Нет пути. Они не пройдут - страница 60

Шрифт
Интервал


Особенно было хорошо, когда поезду ничто не мешало, и он начинал разгоняться, стремительно пожирая километры. И так нестись в нём, сквозь необозримые пространства саванны. И нет преград. Мелькают вёрсты, кручи… Мощь, воля, огонь и бег. Словно на крыльях, словно нагоняя горизонт. Всё вперёд и вперёд. И судьба ждёт. Ждёт нас.

– Ты – «разведчик», – то ли вопросительно, то ли утвердительно произнесла Таня, повернув ко мне своё светлое, почти полупрозрачное лицо, с нежными тонкими чертами. – Мама помогала им. Почти пятнадцать лет. Они её, ещё когда она была в детстве, спасли от смерти – увидели, однажды, голодную, и мешок муки оставили, тайком. А у них в семье тогда никто работать не мог; дети маленькие, родители все болели – ну, фашисты их и перестали кормить… После этого родители поправились, а мама и стала вам помогать.

Она мне говорила, что папа тоже на «разведчиков» работал. Только он ушёл однажды, и не вернулся. А мама так решила, что погиб. Я его и не помню.

А они меня ещё читать научили. Зачем читать, если всё равно нечего?! От деда книжки оставались. Однажды, зима холодная была – снег в доме, чуть по ночам не замёрзли совсем. Я книги сжечь хотела, а мать не позволила – память, вроде как, и они, так и полёживали, – и Таня чуть улыбнулась. И улыбка получилась лёгкая, но светлая, так не вяжущаяся с её гнетущим рассказом. – Так и жили. «Разведчики» нам помогали. А я на них всё ругалась, что люди вокруг от голода дохнут, а они ничего не делают. А мама всё говорила, что им должна. Они её начальником цеха сделали, на заводе. А она им всё потом рассказывала, что могла узнать.

А однажды пришли к нам двое, ночью. Привели ещё двоих – те еле идут, все в крови, трясутся, шатаются – в одних рубашках. Это партизаны были. Я их тогда в первый раз увидела – люди, как люди. Как скелеты тощие, да и мы не лучше, одежда – одни заплаты. Оказалось, что они из окружения вырвались. Маме сказали, чтобы она их у себя оставила. Она и согласилась. У одного из них сумка была. В ней – бумажки какие-то. Мама её сразу спрятала, в погребе – у нас погреб был большой, отец ещё делал. Если не знаешь, где он находится, так просто не найдёшь. Потом ваши ушли, а партизаны остались.

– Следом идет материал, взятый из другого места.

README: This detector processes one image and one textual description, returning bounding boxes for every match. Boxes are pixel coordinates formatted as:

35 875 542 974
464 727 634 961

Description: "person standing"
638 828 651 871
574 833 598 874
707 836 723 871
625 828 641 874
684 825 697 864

На следующую ночь их должны были другие забрать. Но под вечер уже пришли к нам фашисты – выдал кто-то из соседей. Партизан схватили – те в бреду валялись, без сознания. Маму увели. А меня дома не было. Я пришла – вижу, всё перевёрнуто, нету никого. Я сразу в погреб – сумка на месте. А тут пришли ваши. Сумку забрали, и меня с собой. Я сначала не хотела уходить, так они меня взяли, и понесли. Привели в отряд. Там мне сказали, что маму убили. Мучили, говорят, страшно, – Таня сбилась, прервалась. – Всё узнать хотели, где эта сумка, будь она проклята! Так и умерла. Я тогда и про отца узнала. Он от фашистов бежал, и в лесу скрылся. А потом и подался в партизаны – возвращаться ему нельзя было, фашисты бы тогда и нас с мамой сразу убили. Он два года назад погиб.